Murielle Lebrun insiste au début du petit livre sur la jeunesse atypique d’Ulysse Rouard, forte tête à l’école Normale, pacifiste convaincu, anticlérical et marié civilement avant sa majorité. Les carnets de guerre de cet humaniste libre-penseur ne consistent qu’en une quarantaine de pages – il a été tué tôt – mais les notations sont denses et réfléchies ; il y a aussi des lettres, il écrit par exemple aux siens le 6 août 1914 depuis sa caserne d’Amiens (p. 29, avec autorisation de citation) « Il faut espérer que nos troupes de couverture seront assez fortes pour repousser l’Allemand et que la militarisation sera courte. » En effet, très souvent lors de l’évocation des opérations ou de ce qu’il éprouve pendant la campagne, ses remarques sont accompagnées du rappel de sa haine de la guerre, que ce soit en août, encore à la caserne (p. 31) -« La guerre est une invention diabolique. Quel sort affreux est réservé à cette chair à canon qui m’entoure et au-dessus de laquelle je m’élève, par la pensée que l’idéal de paix dont je rêve sortira forcément de la guerre. », en septembre, à propos du spectacle lamentable des réfugiés à Stenay (p.40) – « Tout cela me transporte de fureur contre ce peuple allemand, qu’un militarisme outré a fermé à toute générosité. » – ou encore en octobre, peu avant sa mort (p. 64)  – « Encore 1 tué, Lefebvre 11e escouade, sa femme institutrice. Pauvre garçon ! Comme tout ce carnage me fait mal et pourtant il faut rester et vivre cette vie féroce, bestiale. Ah ! Qu’ils soient maudits ceux qui ont déchaîné de pareils maux. ». Pour lui, il n’y a par ailleurs pas de contradiction entre le combat patriotique assumé et son idéal de civilisation pacifique, il évoque (p. 37) s’il ne revient pas, la communication à faire à ses filles, selon laquelle « leur père chéri a été l’humble artisan fondu dans la grande famille française qui a fait le sacrifice de sa vie, de ses affections, pour la Patrie, pour l’humanité. » Au début du mois d’août, encore à la caserne, il a rapporté dans son carnet son sentiment selon lequel (p. 31) il était mort depuis le jour où il avait endossé l’uniforme, un état de mort qu’il espère temporaire en faisant son devoir : « J’ai assisté à ma propre mort. Ma femme et mes filles ont pleuré sur moi. Puissé-je, après avoir accompli tout mon devoir de soldat, revoir la vie, revivre comme par le passé.» 

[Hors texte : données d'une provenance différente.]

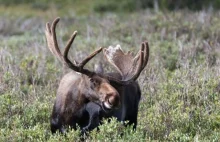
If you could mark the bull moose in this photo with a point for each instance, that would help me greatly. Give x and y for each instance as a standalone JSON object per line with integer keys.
{"x": 84, "y": 97}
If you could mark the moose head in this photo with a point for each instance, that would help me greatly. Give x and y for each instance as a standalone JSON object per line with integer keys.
{"x": 82, "y": 86}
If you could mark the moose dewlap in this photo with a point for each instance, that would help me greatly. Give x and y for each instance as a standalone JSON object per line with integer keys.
{"x": 84, "y": 97}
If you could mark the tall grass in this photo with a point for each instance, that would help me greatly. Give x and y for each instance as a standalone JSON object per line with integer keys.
{"x": 180, "y": 85}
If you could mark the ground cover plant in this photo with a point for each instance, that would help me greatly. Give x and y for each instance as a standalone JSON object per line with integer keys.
{"x": 180, "y": 85}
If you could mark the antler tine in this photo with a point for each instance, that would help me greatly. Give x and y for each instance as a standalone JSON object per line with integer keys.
{"x": 54, "y": 48}
{"x": 82, "y": 64}
{"x": 53, "y": 33}
{"x": 146, "y": 53}
{"x": 140, "y": 65}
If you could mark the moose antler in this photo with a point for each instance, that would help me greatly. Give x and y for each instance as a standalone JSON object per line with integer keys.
{"x": 128, "y": 66}
{"x": 54, "y": 48}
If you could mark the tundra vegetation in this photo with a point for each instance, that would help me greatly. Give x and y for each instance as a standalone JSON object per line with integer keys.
{"x": 180, "y": 85}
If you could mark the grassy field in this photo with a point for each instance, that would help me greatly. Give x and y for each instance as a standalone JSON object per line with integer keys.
{"x": 180, "y": 85}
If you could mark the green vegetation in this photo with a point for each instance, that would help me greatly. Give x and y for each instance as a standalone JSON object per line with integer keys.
{"x": 180, "y": 85}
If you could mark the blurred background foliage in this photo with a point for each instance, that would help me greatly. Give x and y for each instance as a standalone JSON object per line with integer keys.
{"x": 180, "y": 85}
{"x": 123, "y": 5}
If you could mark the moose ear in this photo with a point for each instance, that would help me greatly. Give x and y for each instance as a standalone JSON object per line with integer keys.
{"x": 98, "y": 68}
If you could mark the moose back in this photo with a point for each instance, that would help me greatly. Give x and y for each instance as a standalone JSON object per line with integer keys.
{"x": 84, "y": 97}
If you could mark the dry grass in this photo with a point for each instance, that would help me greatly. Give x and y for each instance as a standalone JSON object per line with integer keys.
{"x": 180, "y": 95}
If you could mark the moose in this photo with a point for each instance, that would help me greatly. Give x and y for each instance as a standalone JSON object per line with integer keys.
{"x": 84, "y": 97}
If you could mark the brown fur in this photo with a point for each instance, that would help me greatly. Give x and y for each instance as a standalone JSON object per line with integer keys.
{"x": 74, "y": 92}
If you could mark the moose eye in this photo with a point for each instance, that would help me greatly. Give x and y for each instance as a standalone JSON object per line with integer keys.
{"x": 92, "y": 80}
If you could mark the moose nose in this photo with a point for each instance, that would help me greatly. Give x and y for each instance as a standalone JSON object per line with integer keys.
{"x": 113, "y": 99}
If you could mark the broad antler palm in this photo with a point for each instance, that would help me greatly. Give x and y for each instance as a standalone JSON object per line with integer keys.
{"x": 128, "y": 66}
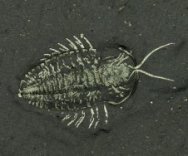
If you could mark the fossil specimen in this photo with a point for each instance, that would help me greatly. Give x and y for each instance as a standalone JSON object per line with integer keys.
{"x": 74, "y": 79}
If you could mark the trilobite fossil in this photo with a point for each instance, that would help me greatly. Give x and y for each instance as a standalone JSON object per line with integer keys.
{"x": 73, "y": 79}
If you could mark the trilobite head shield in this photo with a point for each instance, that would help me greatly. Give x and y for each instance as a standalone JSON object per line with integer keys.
{"x": 128, "y": 72}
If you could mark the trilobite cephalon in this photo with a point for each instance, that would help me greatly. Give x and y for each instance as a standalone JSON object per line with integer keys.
{"x": 74, "y": 78}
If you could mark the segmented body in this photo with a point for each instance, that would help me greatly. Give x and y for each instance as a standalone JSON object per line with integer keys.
{"x": 75, "y": 78}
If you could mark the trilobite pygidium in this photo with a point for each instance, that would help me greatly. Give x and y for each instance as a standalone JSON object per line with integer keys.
{"x": 74, "y": 79}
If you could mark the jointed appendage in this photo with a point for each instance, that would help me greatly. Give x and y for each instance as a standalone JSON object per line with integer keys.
{"x": 138, "y": 70}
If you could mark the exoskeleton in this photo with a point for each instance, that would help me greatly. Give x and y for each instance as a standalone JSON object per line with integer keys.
{"x": 73, "y": 79}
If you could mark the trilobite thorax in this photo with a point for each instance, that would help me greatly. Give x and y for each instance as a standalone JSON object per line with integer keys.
{"x": 74, "y": 78}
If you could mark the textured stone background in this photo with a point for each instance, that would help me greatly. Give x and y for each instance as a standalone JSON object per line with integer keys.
{"x": 154, "y": 121}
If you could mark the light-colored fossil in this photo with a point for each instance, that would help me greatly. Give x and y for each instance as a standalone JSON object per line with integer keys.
{"x": 74, "y": 78}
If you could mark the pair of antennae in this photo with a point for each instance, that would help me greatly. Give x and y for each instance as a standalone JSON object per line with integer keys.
{"x": 138, "y": 70}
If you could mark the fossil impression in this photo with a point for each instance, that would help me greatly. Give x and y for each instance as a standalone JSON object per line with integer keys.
{"x": 74, "y": 79}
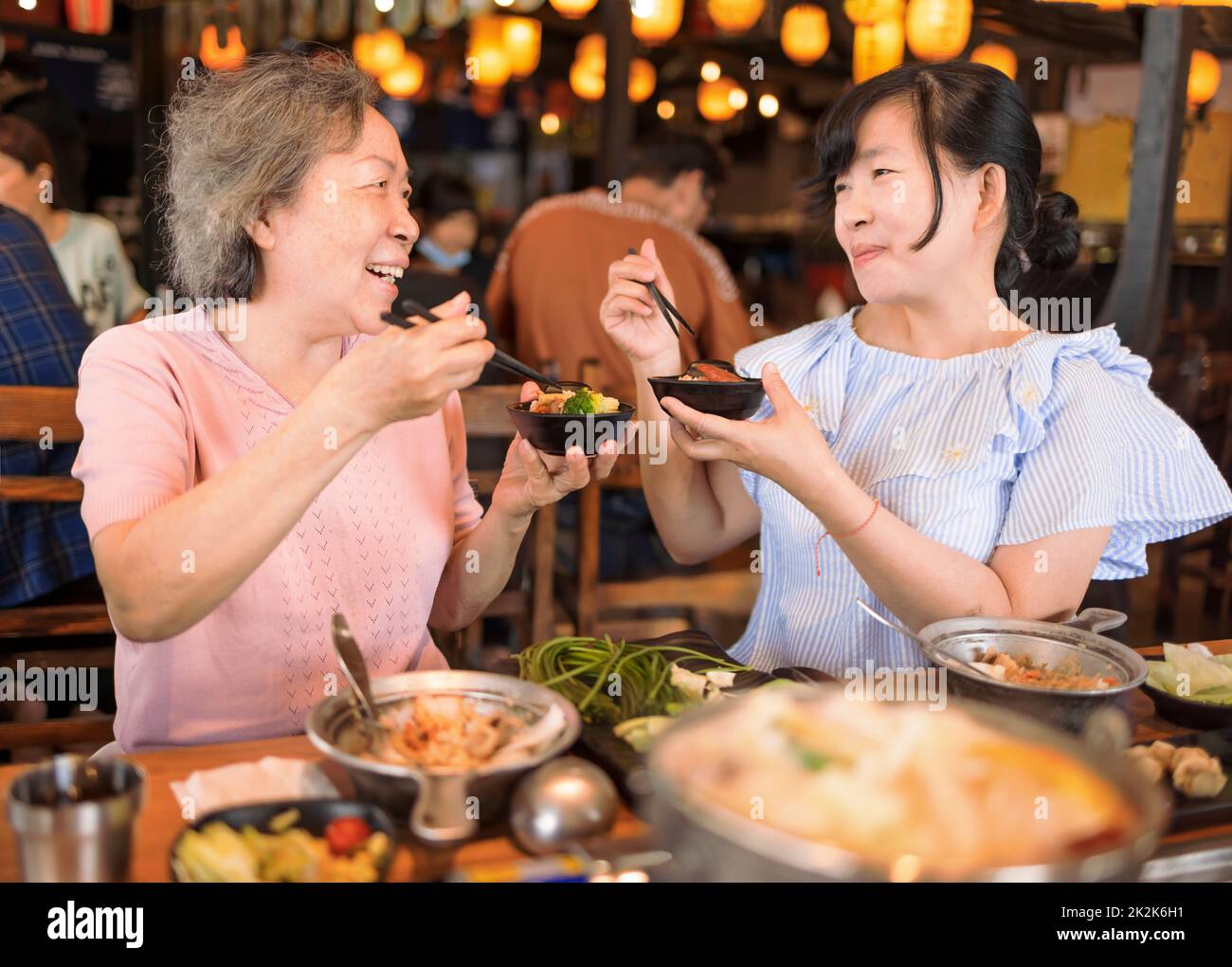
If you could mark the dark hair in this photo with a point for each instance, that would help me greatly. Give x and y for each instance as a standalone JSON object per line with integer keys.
{"x": 23, "y": 140}
{"x": 664, "y": 159}
{"x": 23, "y": 65}
{"x": 442, "y": 193}
{"x": 973, "y": 115}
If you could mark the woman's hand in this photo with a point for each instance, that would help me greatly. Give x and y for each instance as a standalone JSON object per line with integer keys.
{"x": 530, "y": 480}
{"x": 405, "y": 374}
{"x": 787, "y": 447}
{"x": 629, "y": 314}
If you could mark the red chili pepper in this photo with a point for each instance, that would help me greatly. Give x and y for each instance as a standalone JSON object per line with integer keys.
{"x": 346, "y": 834}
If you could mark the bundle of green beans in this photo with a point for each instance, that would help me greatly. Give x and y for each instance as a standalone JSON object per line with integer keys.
{"x": 610, "y": 682}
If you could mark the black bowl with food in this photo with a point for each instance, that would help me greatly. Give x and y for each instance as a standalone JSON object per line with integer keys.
{"x": 713, "y": 386}
{"x": 575, "y": 415}
{"x": 295, "y": 840}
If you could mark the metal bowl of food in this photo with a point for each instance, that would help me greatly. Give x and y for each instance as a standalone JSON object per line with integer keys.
{"x": 1040, "y": 666}
{"x": 446, "y": 756}
{"x": 795, "y": 782}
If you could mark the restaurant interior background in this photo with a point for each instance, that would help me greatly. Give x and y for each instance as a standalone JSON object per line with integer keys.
{"x": 1133, "y": 103}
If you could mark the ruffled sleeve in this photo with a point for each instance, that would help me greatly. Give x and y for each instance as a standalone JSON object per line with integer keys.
{"x": 1096, "y": 447}
{"x": 813, "y": 362}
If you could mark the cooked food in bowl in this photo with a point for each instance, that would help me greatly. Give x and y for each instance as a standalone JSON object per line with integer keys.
{"x": 1023, "y": 669}
{"x": 574, "y": 402}
{"x": 916, "y": 793}
{"x": 461, "y": 732}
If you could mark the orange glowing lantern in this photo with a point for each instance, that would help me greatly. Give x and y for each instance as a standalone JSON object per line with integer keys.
{"x": 866, "y": 12}
{"x": 488, "y": 63}
{"x": 937, "y": 29}
{"x": 406, "y": 79}
{"x": 657, "y": 21}
{"x": 997, "y": 56}
{"x": 805, "y": 33}
{"x": 573, "y": 9}
{"x": 715, "y": 99}
{"x": 641, "y": 79}
{"x": 522, "y": 41}
{"x": 222, "y": 58}
{"x": 876, "y": 49}
{"x": 1204, "y": 78}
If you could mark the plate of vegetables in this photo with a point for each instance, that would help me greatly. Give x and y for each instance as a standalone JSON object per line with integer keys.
{"x": 713, "y": 386}
{"x": 1191, "y": 686}
{"x": 295, "y": 842}
{"x": 575, "y": 414}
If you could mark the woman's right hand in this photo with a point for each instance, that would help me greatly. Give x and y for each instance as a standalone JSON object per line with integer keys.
{"x": 629, "y": 314}
{"x": 405, "y": 374}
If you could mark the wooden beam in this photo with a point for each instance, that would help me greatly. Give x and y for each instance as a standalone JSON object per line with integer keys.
{"x": 1137, "y": 301}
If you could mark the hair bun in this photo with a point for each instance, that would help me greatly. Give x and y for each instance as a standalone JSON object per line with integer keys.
{"x": 1054, "y": 242}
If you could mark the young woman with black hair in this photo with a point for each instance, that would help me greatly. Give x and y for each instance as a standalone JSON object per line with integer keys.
{"x": 929, "y": 452}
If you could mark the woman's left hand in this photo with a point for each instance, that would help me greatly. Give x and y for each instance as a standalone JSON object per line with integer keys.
{"x": 531, "y": 480}
{"x": 785, "y": 447}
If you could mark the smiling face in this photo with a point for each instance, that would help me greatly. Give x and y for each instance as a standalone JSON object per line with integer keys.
{"x": 883, "y": 204}
{"x": 334, "y": 256}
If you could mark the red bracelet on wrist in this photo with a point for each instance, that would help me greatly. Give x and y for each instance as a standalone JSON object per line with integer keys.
{"x": 817, "y": 550}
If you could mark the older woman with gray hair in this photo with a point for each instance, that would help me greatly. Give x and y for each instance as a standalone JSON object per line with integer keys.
{"x": 276, "y": 452}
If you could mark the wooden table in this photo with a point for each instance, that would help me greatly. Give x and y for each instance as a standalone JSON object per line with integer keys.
{"x": 160, "y": 822}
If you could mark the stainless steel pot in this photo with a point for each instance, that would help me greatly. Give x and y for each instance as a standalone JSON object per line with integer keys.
{"x": 444, "y": 806}
{"x": 710, "y": 843}
{"x": 955, "y": 642}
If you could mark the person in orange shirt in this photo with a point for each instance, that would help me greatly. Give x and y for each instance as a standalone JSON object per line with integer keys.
{"x": 553, "y": 272}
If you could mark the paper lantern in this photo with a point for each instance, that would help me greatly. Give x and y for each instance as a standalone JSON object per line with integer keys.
{"x": 488, "y": 63}
{"x": 406, "y": 79}
{"x": 89, "y": 16}
{"x": 805, "y": 33}
{"x": 641, "y": 79}
{"x": 222, "y": 58}
{"x": 866, "y": 12}
{"x": 715, "y": 99}
{"x": 734, "y": 16}
{"x": 997, "y": 56}
{"x": 937, "y": 29}
{"x": 876, "y": 49}
{"x": 1204, "y": 78}
{"x": 586, "y": 82}
{"x": 657, "y": 21}
{"x": 522, "y": 41}
{"x": 378, "y": 52}
{"x": 573, "y": 9}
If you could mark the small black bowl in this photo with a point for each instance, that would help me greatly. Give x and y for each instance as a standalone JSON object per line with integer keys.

Dans les nouvelles qu’il envoie à sa femme, il constate avec satisfaction ne pas trop souffrir physiquement des fatigues de la campagne, au contraire de certains soldats d’apparence robuste, mais qui faiblissent vite. Ses camarades souffrent beaucoup de l’absence d’alcool et de tabac, et il attribue ainsi à deux reprises son endurance à sa sobriété (il est par ailleurs chasseur) (p. 53) : « Je remarque en passant que les intellectuels résistent physiquement mieux que les manuels et j’attribue ce fait à la tempérance. » Il mentionne souffrir moralement de l’ignorance et de la grossièreté de ses camarades, mais heureusement (p. 42) son «escouade semble faire exception, ce sont tous de bons garçons sur lesquels j’exerce un certain ascendant moral, surtout en leur inspirant de la pitié pour les blessés et les prisonniers ennemis. » La vraie découverte des horreurs de la guerre a lieu le 10 septembre, lors des combats violents de la Marne, ils restent toute une journée tapis en rase-campagne en avant de leurs tranchées sommaires sous un bombardement continu et sous la pluie battante, puis ils peuvent reculer un peu pour s’abriter à la nuit (p. 47) : « Quelle nuit glacée sur le champ de bataille, des quantités de blessés et de tués sont restés là. Les blessés gémissent, se tordent, appellent (Maman). Oh ! Que c’est affreux. » Arrivé à la fin du mois de septembre, il estime que le plus dur est fait, et il espère voir revenir bientôt le temps de l’école, pour faire à ses élèves le récit de la campagne : c’est aussi dans ce but qu’il prend des notes journalières.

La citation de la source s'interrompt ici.